Democrats in Congress Thursday put off a vote on a bailout for crisis-hit “Big Three” automakers until at least December, and ordered industry chiefs to come up with a new restructuring plan.
Perino also criticized Congress for asking automakers to come back next month with proposals on how government aid would help them.
“How in the world are 535 members of Congress going to determine the viability of a company?” Perino asked.
“It's mind-boggling. They can't even get together to pass a Mother's Day resolution.”
Top executives from Chrysler, Ford and General Motors this week begged Congress for the multi-billion-dollar loans and warned that the industry faces a “catastrophic collapse” if the lawmakers didn't fund them.
Democrats said the chief executives of the “Big Three” auto firms, pilloried for flying to Washington to plead for rescue aid on luxury corporate jets, had failed to convince them they could restructure their reeling companies.

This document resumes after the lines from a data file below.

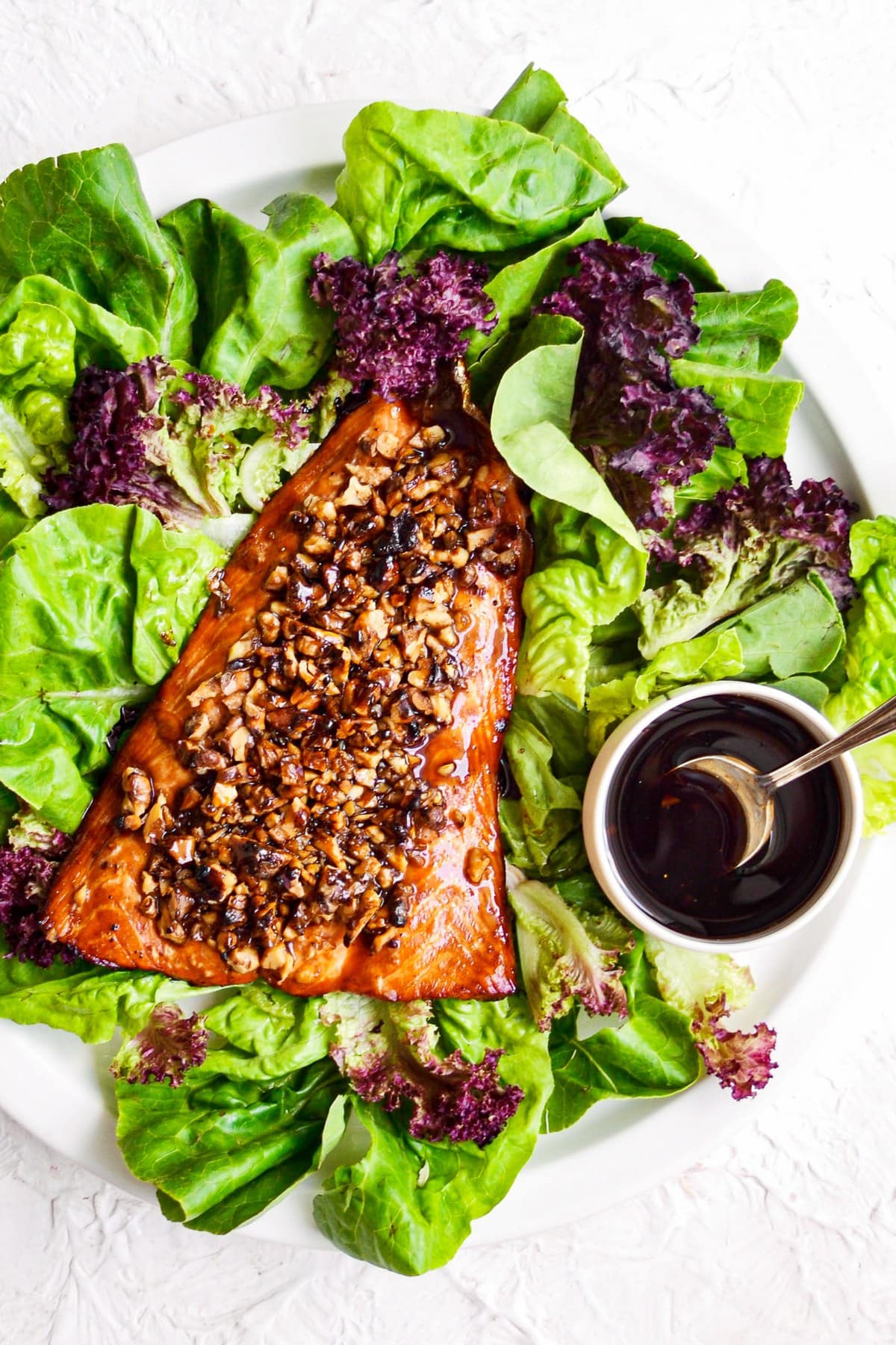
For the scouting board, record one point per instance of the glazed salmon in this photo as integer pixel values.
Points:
(312, 794)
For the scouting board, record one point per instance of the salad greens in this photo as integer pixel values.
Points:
(158, 379)
(97, 603)
(256, 322)
(82, 220)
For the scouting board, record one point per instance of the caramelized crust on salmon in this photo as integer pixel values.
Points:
(312, 794)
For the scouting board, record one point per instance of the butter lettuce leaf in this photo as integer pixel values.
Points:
(547, 748)
(248, 1123)
(651, 1054)
(587, 576)
(871, 662)
(448, 179)
(530, 426)
(409, 1204)
(77, 997)
(47, 332)
(84, 221)
(97, 603)
(258, 322)
(708, 658)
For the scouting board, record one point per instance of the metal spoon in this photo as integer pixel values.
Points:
(755, 792)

However Democratic House Speaker Nancy Pelosi said lawmakers would act as soon as they were satisfied by the industry's proposals, a day after she and Senate Majority leader Harry Reid put off a vote on a bailout.
“We can't do nothing,” Pelosi said at her weekly press conference.
“Doing nothing is, I don't think, an option. But what we do will be determined by what they do.
She also hinted that if the auto makers did not satisfy lawmakers with their new restructuring plans, they might have to wait until president-elect Barack Obama takes office in January.
“Again, it's only a couple of weeks from then, from (the) ninth or tenth of December until when Congress comes into session in January.”
Reid said Thursday it was a “sad reality” that despite a bipartisan deal by senators from states which have millions of jobs depending on the industry, that there was not yet sufficient support for a bailout.
He said the chiefs of Chrysler, Ford and General Motors must come up with a restructuring plan and Congress would consider whether to provide billions of dollars in funding in December.
“We do not have the votes,” Reid said.
“Yes, we are kicking the can down the road, because that will give us the opportunity to do something positive.”
The auto giants say their problems are not of their making, arguing they have been hit by falling demand amid the financial crisis.
But critics say the firms have been left flat-footed because they failed to develop smaller, fuel efficient cars, and for years concentrated on gas-guzzling sports utility vehicles, demand for which was hit by high fuel prices.